In an age of increasing industrialisation in wine — of global varieties, engineered yeasts, and corporate consolidation — La Ferme des Sept Lunes stands as a compelling alternative, not because it rejects modernity but because it has embraced a deeper modernity: one that values biodynamic polyculture over monoculture, minimal ploughing over soil destruction, agroforestry over bare earth, hand harvest with careful sorting over mechanical efficiency, indigenous yeasts over inoculation, gentle extraction over forced tannin, neutral demi-muids over new oak intrusion, minimal to zero sulfur over cosmetic stability, the disused barn over the technological cellar, the farmer's intuition over the consultant's recipe, and the specific voice of Bogy's granite over the standardised replication of a global style. Jean Delobre and Jacques Maurice are not merely making wine; they are proving that three generations of farmers can become the voice of Saint-Joseph, that 10 to 13 hectares of polyculture can produce wines of international recognition, that a wine with nothing added but time and biodynamic intention can possess the most profound identity, and that the simplest philosophy — a vineyard is a big garden — is often the most profound. From the first breakaway vintage in 2001 to the wines of today: all united in one farm, one synthesis, one unanswerable argument for the possibility of authentic, biodynamic, hand-made, passionately honest wine from the granite heart of the Northern Rhône.

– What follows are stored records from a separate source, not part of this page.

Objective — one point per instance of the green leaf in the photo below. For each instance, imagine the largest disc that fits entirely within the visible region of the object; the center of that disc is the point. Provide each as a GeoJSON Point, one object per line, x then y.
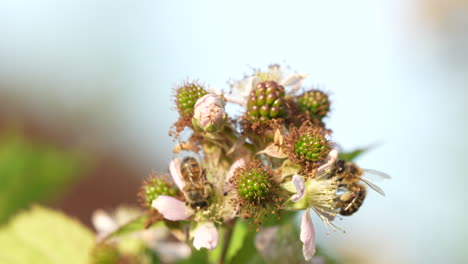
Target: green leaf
{"type": "Point", "coordinates": [138, 224]}
{"type": "Point", "coordinates": [42, 235]}
{"type": "Point", "coordinates": [33, 172]}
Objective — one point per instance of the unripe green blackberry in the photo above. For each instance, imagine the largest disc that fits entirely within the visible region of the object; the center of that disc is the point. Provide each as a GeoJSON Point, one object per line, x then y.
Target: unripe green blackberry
{"type": "Point", "coordinates": [315, 102]}
{"type": "Point", "coordinates": [254, 185]}
{"type": "Point", "coordinates": [312, 147]}
{"type": "Point", "coordinates": [153, 187]}
{"type": "Point", "coordinates": [105, 254]}
{"type": "Point", "coordinates": [266, 101]}
{"type": "Point", "coordinates": [187, 96]}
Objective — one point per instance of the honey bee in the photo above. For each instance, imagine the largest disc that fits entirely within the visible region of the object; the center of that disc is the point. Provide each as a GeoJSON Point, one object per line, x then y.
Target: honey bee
{"type": "Point", "coordinates": [197, 189]}
{"type": "Point", "coordinates": [353, 192]}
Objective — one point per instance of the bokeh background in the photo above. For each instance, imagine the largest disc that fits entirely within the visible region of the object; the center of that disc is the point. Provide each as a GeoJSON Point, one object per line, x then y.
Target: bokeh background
{"type": "Point", "coordinates": [85, 102]}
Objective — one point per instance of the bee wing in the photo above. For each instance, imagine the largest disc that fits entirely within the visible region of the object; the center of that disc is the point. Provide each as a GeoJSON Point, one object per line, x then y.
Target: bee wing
{"type": "Point", "coordinates": [375, 175]}
{"type": "Point", "coordinates": [373, 186]}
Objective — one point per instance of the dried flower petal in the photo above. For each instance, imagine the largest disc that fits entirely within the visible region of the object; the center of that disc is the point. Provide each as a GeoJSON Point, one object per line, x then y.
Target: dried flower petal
{"type": "Point", "coordinates": [299, 184]}
{"type": "Point", "coordinates": [171, 208]}
{"type": "Point", "coordinates": [307, 236]}
{"type": "Point", "coordinates": [209, 114]}
{"type": "Point", "coordinates": [206, 235]}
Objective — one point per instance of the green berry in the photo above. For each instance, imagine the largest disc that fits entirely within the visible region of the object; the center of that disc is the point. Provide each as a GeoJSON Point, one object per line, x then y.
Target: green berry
{"type": "Point", "coordinates": [187, 96]}
{"type": "Point", "coordinates": [155, 187]}
{"type": "Point", "coordinates": [312, 147]}
{"type": "Point", "coordinates": [266, 101]}
{"type": "Point", "coordinates": [104, 254]}
{"type": "Point", "coordinates": [315, 102]}
{"type": "Point", "coordinates": [254, 185]}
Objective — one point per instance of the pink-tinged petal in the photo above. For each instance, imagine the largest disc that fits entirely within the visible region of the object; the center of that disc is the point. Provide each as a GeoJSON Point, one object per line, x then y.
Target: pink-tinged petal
{"type": "Point", "coordinates": [331, 159]}
{"type": "Point", "coordinates": [307, 236]}
{"type": "Point", "coordinates": [299, 184]}
{"type": "Point", "coordinates": [237, 164]}
{"type": "Point", "coordinates": [171, 208]}
{"type": "Point", "coordinates": [206, 235]}
{"type": "Point", "coordinates": [174, 168]}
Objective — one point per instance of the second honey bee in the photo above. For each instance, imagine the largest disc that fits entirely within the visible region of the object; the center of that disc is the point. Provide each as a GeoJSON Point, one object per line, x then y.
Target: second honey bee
{"type": "Point", "coordinates": [353, 191]}
{"type": "Point", "coordinates": [197, 189]}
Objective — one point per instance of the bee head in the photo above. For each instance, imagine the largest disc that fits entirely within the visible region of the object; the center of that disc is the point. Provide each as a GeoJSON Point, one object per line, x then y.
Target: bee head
{"type": "Point", "coordinates": [340, 166]}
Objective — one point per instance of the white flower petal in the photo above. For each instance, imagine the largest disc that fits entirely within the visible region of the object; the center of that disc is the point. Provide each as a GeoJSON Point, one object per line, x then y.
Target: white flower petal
{"type": "Point", "coordinates": [206, 235]}
{"type": "Point", "coordinates": [299, 184]}
{"type": "Point", "coordinates": [307, 236]}
{"type": "Point", "coordinates": [103, 223]}
{"type": "Point", "coordinates": [294, 80]}
{"type": "Point", "coordinates": [174, 168]}
{"type": "Point", "coordinates": [171, 208]}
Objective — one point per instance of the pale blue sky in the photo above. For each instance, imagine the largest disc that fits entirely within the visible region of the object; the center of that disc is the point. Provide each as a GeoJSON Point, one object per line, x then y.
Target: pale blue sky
{"type": "Point", "coordinates": [389, 80]}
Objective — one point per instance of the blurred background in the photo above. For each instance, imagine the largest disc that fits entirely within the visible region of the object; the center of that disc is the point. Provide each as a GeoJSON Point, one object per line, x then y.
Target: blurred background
{"type": "Point", "coordinates": [85, 103]}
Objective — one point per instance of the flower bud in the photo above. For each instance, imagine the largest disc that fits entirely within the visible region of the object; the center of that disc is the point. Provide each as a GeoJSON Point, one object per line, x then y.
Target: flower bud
{"type": "Point", "coordinates": [312, 147]}
{"type": "Point", "coordinates": [186, 97]}
{"type": "Point", "coordinates": [315, 102]}
{"type": "Point", "coordinates": [258, 194]}
{"type": "Point", "coordinates": [153, 187]}
{"type": "Point", "coordinates": [209, 114]}
{"type": "Point", "coordinates": [266, 101]}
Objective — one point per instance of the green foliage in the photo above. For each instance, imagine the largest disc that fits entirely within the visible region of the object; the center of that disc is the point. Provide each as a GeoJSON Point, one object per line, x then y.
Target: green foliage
{"type": "Point", "coordinates": [266, 101]}
{"type": "Point", "coordinates": [41, 235]}
{"type": "Point", "coordinates": [315, 102]}
{"type": "Point", "coordinates": [313, 147]}
{"type": "Point", "coordinates": [32, 172]}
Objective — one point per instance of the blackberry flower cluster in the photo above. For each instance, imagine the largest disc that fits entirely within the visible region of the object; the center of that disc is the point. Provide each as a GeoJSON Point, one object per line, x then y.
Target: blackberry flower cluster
{"type": "Point", "coordinates": [276, 156]}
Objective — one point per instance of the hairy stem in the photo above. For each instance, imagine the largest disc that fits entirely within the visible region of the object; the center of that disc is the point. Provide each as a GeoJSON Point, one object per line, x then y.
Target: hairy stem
{"type": "Point", "coordinates": [227, 242]}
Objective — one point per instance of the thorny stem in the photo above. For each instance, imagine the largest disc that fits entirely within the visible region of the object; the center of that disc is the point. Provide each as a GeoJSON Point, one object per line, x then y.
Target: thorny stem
{"type": "Point", "coordinates": [227, 241]}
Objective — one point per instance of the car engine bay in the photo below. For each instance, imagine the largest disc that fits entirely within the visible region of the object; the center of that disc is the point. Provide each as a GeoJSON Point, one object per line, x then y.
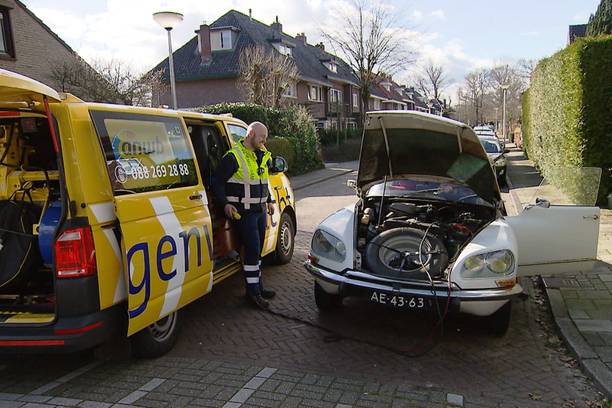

Jean Delobre (third-generation farmer, took over in 1984, broke from the cooperative in 2001) and Jacques Maurice (joined in 2017, fellow cooperative dissident, organic farmer since 1997) — two men who share a vision of the vineyard as a big garden. On 10 to 13 hectares of biodynamic polyculture in Bogy, Saint-Joseph, they craft wines with indigenous yeasts, gentle extraction in open concrete tanks, ageing in neutral demi-muids, and minimal to zero sulfur. No fining, no filtration. This is a farm where two farmers found their voice and produce wines of unmistakable freshness, purity, and Northern Rhône truth.
Four absolute commitments: biodynamic polyculture on granite terraces in Bogy (vines, cereals, apricot orchards, prairies), hand harvest with careful sorting, spontaneous fermentation with indigenous yeasts and gentle extraction in open concrete tanks, and ageing in neutral demi-muids with minimal to zero sulfur. No fining, no filtration. The wines are as natural and precise as Northern Rhône wine comes — farmed by hand, spontaneously fermented, and bottled with nothing but the unvarnished truth of the grape. A proof that three generations of farmers, when guided by biodynamic patience and gentle intuition, often produce the purest, most characterful wines. The cellar is not a factory; it is a converted barn where Jean and Jacques provide the patience, the intuition, and the absolute refusal to extract what is not needed.